Hey,

Some days ago I wrote about how you can configure YouCompleteMe to navigate the Linux source code.

One great benefit of going through such setup is that it showed me how I could use the very same concepts to develop eBPF code better by leveraging autocompletion and jumps to definitions and declarations.

Example of YouCompleteMe searching available structure fields

While it’s common for people to just embed their eBPF code directly into Python scripts, I find such approach very hard to debug (not being very accustomed to Kernel stuff).

Given that not all eBPF code targets the same subsystems in the Kernel, some peculiarities arise when trying to provide proper autocompletion.

ps.: I’m still learning these things!

Autocompleting eBPF compiled via Clang without BCC

If you’re performing the builds yourself (calling clang with the bpf backend specified via -target bpf), nothing more than a basic .ycm_extra_conf.py like showed in the article mentioned before is needed.

Usually, all you need is referencing /usr/include and you’re done.

def FlagsForFile( filename, **kwargs ):
        return { 'flags': [
            '-I/usr/include',
            '-I/usr/local/include',
            '-std=gnu99', # this allows us to leverage `asm`
            '-xc'
        ]}

ps.: if you need to reference internal kernel structures, make sure you include the proper paths from your local kernel source.
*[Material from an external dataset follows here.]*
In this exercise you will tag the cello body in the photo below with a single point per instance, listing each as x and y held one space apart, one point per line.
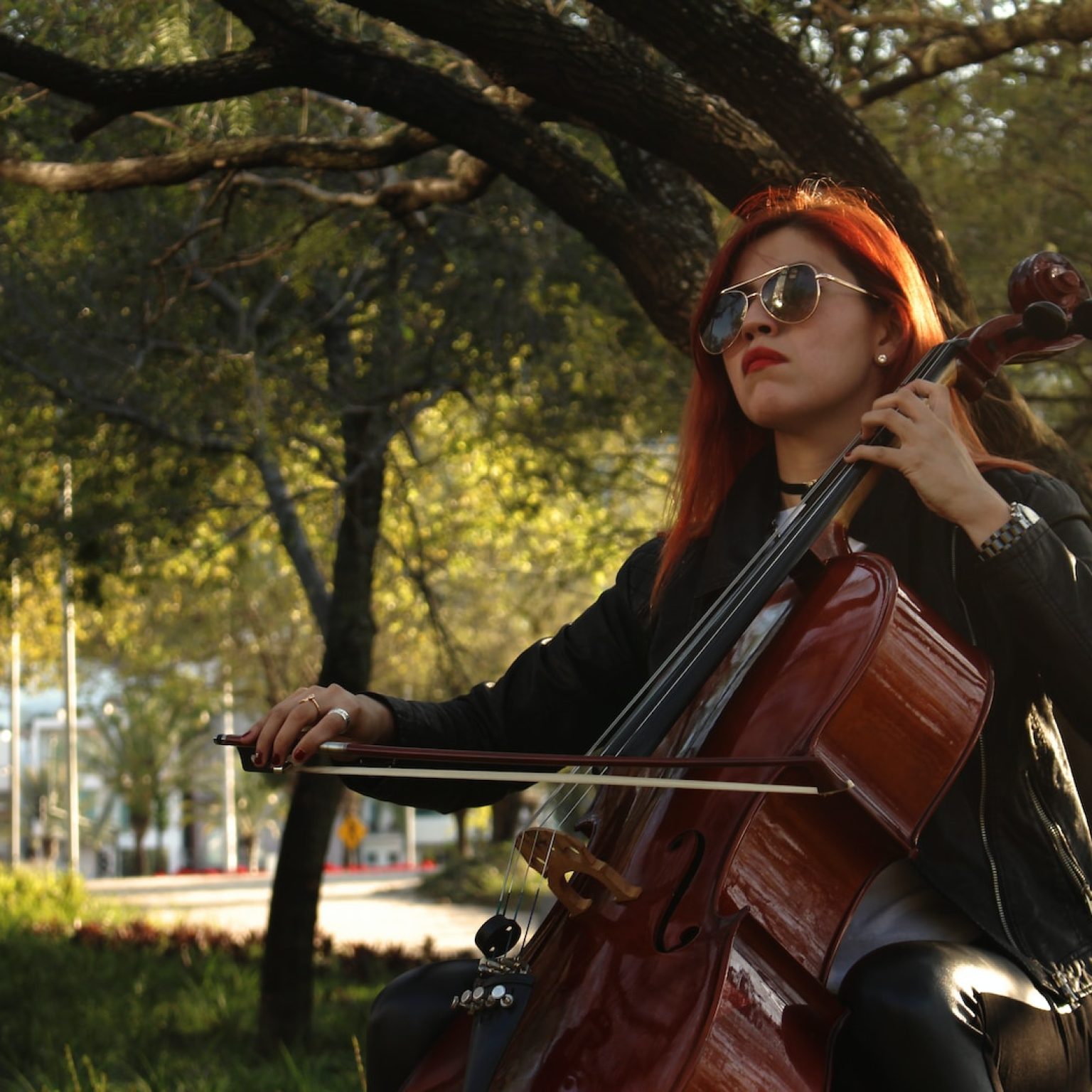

For instance, if I have the kernel cloned at /home/ubuntu/linux, then I’d probably add something like -I/home/ubuntu/linux/include or whatever else you need from it.
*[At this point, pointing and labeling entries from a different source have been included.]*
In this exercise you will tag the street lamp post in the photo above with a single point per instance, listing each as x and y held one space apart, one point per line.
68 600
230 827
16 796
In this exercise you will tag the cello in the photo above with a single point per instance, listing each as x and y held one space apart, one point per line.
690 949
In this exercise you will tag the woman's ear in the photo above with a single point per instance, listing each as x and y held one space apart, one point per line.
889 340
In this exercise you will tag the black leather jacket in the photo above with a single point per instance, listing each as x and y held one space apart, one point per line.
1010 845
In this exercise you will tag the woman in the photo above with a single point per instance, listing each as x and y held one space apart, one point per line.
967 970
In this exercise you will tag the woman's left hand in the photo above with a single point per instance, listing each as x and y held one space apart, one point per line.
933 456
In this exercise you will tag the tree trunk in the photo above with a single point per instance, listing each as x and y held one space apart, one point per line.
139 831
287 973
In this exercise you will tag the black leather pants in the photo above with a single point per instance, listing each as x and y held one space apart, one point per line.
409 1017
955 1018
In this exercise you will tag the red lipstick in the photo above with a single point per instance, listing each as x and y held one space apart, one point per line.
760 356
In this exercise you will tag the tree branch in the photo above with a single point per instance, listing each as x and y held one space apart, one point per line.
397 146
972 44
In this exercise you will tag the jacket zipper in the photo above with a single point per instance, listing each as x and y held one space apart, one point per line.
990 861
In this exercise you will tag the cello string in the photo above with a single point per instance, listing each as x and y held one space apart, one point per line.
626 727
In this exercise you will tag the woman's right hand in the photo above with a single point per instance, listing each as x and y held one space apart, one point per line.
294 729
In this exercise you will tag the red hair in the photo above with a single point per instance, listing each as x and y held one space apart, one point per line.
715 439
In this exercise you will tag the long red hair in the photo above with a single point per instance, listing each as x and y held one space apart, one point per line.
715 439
As a more specific example, in case you’re targetting ebpf programs for tc, it might be useful that you leverage the helpers from iproute2. It ships with a set of helpers that might be useful for you when using eBPF with tc, so it might be worth cloning iproute2 and manually installing their bpf helpers file:

# Clone the IPROUTE2 repository and get into the directory
git clone git://git.kernel.org/pub/scm/network/iproute2/iproute2.git 
cd ./iproute2

# Copy the `bpf_api.h` helpers file that lives under `./include`
# to your `/usr/include` directory.
#
# ps.: this could be anywhere - including your current source tree.
install \
        -m 0644 \
        ./include/bpf_api.h \
        /usr/include/iproute2

Now, create a bpf hello world that gets loaded into the ingress path and you’ll see that the definitions properly show up:

#include <iproute2/bpf_api.h>
#include <linux/bpf.h>

__section("ingress") 
int cls_ingress(struct __sk_buff* skb)
{
        (void)skb;
	printt("Hello World\n");

	return TC_ACT_UNSPEC;
}

With the autocompletion working, we can quickly visualize what are the fields that the __sk_buff structure gives us:

Example of YouCompleteMe searching available structure fields

More importantly, we can get our Vim cursor on top of it and jump to its declaration (YcmCompleter GoToDeclaration).
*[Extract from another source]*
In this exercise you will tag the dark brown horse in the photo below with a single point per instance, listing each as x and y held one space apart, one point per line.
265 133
Given that there are helpers defined in iproute2/bpf_api.h, and that we include it (and YouCompleteMe knows where to find this file given that we specified the include list at .ycm_extr_conf.py), we can do the same for the bpf helper functions (as shown in the image at the beginning of the article).

Autocompleting eBPF compiled using BCC

If you’re using bcc to get your eBPF in, then the story changes a little bit - there’s a subset of code that gets injected behind the scenes (not very good for us, trying to provide the whole source code to the autocompletion engine).

Such subset is what gives you some handy definitions like BPF_HASH.

Not only BCC provides helpers, but it actually acts as part of the Clang compilation process, transforming the eBPF source code that we provide.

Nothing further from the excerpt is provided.